Reputation: 17676
I have a spark dataframe like:
+-------------+------------------------------------------+
|a |destination |
+-------------+------------------------------------------+
|[a,Alice,1] |[[b,Bob,0], [e,Esther,0], [h,Fraudster,1]]|
|[e,Esther,0] |[[f,Fanny,0], [d,David,0]] |
|[c,Charlie,0]|[[b,Bob,0]] |
|[b,Bob,0] |[[c,Charlie,0]] |
|[f,Fanny,0] |[[c,Charlie,0], [h,Fraudster,1]] |
|[d,David,0] |[[a,Alice,1], [e,Esther,0]] |
+-------------+------------------------------------------+
with a schema of
|-- destination: array (nullable = true)
| |-- element: struct (containsNull = true)
| | |-- id: string (nullable = true)
| | |-- name: string (nullable = true)
| | |-- var_only_0_and_1: integer (nullable = false)
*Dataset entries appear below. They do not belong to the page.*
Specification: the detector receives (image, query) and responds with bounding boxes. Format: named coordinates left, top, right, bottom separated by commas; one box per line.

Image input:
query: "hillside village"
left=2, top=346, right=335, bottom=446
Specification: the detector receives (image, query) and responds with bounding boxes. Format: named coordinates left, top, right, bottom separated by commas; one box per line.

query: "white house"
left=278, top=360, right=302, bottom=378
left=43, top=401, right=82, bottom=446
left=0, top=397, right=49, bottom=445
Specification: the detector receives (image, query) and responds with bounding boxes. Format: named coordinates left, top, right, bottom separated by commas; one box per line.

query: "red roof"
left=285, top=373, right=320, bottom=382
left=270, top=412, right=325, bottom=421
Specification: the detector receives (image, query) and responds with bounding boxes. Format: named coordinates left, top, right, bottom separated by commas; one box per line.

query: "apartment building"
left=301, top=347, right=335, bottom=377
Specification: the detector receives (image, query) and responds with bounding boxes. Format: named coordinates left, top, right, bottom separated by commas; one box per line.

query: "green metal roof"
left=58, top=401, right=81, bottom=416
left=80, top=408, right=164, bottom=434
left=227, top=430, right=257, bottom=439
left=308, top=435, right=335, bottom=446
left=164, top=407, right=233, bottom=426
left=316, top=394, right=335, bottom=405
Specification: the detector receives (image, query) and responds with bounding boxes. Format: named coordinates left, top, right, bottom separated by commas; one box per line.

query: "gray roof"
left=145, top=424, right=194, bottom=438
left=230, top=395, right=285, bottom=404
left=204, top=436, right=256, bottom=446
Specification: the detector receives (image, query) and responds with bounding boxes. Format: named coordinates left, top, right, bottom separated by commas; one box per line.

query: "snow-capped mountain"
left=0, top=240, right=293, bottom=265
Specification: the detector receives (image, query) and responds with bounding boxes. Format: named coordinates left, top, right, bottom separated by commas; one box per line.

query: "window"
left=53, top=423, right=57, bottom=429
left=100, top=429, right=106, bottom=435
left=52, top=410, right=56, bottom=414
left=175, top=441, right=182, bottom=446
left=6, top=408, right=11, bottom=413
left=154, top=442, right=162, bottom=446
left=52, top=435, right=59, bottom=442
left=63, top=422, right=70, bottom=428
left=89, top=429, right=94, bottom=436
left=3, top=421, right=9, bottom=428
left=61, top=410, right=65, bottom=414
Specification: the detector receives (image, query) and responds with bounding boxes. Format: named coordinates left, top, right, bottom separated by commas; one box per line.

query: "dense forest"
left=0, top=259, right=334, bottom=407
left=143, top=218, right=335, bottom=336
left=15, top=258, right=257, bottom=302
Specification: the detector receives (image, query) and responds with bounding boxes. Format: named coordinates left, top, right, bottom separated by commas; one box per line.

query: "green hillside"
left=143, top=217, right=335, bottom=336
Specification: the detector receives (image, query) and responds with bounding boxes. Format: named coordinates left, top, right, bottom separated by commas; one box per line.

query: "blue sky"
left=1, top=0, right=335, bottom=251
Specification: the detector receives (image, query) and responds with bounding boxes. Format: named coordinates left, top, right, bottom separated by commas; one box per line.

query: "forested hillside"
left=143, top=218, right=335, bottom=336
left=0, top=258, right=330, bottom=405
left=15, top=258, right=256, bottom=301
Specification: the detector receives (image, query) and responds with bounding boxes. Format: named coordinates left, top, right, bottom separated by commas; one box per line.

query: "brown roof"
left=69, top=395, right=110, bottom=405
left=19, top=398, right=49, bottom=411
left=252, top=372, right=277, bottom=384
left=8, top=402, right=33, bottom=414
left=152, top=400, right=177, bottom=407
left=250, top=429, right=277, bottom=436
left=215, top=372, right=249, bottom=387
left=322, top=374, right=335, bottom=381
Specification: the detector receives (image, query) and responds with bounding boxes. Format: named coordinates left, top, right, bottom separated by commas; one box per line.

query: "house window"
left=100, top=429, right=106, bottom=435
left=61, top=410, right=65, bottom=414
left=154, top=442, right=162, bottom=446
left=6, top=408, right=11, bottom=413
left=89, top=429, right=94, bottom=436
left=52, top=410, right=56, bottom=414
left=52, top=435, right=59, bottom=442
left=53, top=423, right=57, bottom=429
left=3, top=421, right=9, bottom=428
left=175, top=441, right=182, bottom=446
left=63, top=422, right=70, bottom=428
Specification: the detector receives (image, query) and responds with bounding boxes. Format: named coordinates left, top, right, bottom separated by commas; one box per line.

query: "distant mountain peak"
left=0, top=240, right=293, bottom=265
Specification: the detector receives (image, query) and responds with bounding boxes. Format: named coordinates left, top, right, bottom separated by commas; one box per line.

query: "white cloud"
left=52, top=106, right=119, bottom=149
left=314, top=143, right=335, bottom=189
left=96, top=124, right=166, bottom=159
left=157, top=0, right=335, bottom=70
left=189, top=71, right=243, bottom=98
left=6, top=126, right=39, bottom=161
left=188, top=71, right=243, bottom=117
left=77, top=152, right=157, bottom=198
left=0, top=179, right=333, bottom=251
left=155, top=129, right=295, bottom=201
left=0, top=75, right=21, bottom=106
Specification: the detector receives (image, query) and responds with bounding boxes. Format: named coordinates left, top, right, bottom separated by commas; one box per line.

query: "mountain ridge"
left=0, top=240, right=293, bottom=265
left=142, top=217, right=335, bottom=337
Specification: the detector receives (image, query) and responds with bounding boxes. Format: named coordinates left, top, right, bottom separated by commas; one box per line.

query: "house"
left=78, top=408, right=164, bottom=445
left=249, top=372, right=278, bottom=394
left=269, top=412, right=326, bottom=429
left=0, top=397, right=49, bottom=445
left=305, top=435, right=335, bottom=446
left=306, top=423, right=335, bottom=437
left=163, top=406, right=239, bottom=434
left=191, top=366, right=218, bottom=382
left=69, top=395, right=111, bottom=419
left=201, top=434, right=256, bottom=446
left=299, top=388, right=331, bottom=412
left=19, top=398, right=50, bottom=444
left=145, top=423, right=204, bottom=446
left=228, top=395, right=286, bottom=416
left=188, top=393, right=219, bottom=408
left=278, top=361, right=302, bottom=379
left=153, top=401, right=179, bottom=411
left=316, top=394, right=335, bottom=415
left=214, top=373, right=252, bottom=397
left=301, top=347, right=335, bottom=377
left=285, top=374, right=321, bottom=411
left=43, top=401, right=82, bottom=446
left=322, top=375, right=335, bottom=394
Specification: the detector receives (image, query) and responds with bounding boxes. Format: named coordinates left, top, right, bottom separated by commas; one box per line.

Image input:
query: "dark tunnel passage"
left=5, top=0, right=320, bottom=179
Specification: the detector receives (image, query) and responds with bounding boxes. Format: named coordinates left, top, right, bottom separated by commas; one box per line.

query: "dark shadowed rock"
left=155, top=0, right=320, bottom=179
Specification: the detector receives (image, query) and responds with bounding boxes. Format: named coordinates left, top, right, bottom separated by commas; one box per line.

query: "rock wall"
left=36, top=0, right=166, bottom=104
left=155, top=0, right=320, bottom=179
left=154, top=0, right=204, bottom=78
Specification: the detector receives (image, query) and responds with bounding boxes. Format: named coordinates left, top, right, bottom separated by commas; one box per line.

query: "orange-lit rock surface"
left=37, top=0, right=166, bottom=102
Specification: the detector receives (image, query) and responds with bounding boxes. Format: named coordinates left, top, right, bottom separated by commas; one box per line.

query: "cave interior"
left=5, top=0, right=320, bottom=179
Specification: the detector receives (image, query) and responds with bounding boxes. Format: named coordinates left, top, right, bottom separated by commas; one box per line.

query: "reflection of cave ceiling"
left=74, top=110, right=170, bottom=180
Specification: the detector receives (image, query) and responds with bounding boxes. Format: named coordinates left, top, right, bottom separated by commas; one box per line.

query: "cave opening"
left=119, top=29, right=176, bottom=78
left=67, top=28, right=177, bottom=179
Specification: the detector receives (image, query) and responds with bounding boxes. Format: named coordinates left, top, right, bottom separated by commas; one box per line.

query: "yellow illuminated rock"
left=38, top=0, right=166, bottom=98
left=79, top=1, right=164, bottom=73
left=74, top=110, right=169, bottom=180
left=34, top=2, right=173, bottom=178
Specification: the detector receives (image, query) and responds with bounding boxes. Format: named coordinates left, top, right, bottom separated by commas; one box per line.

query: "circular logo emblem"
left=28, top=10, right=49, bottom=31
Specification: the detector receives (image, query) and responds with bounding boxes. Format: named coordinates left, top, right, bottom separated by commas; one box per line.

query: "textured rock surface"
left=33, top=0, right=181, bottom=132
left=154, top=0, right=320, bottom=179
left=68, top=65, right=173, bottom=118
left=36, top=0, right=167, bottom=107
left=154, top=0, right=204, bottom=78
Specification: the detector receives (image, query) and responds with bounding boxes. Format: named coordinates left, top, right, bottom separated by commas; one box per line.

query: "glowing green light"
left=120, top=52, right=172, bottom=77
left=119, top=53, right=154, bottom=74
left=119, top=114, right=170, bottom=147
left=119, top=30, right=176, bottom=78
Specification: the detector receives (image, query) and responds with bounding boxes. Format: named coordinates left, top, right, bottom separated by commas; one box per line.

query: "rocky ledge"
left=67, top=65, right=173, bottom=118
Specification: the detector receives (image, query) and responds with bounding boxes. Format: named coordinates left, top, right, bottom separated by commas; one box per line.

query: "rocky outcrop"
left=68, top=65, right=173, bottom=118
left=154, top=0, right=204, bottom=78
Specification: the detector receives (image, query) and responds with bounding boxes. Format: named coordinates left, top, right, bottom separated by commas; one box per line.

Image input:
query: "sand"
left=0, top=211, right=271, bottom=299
how can I construct an UDF which operates on the column destination
, i.e. the wrapped array created by collect_list
UDF of spark to calculate the mean of the variable var_only_0_and_1
?
Upvotes: 2
Views: 3003
Reputation: 758
You can operate directly on the array as long you get the method signature of the UDF correct (something that has hit me hard in the past). Array columns become visible to a UDF as a Seq, and a Struct as a Row, so you'll need something like this:
def test (in:Seq[Row]): String = {
// return a named field from the second struct in the array
in(2).getAs[String]("var_only_0_and_1")
}
var udftest = udf(test _)
I've tested this on data looking like yours. I'm guessing its possible to iterate over the fields of the Seq[Row] in order to achieve what you want.
To be honest, I'm not at all sure about the type safety of doing this, and I believe that explode is the preferable way to do it as per @ayplam. Inbuilt functions will generally be fast than any UDF that a dev provides, as Spark cannot optimise a UDF.
Upvotes: 5
Reputation: 1953
You can use native spark sql functions for this.
df.withColumn("dest",explode(col("destination")).
groupBy("a").agg(avg(col("dest").getField("var_only_0_and_1")))
Upvotes: 0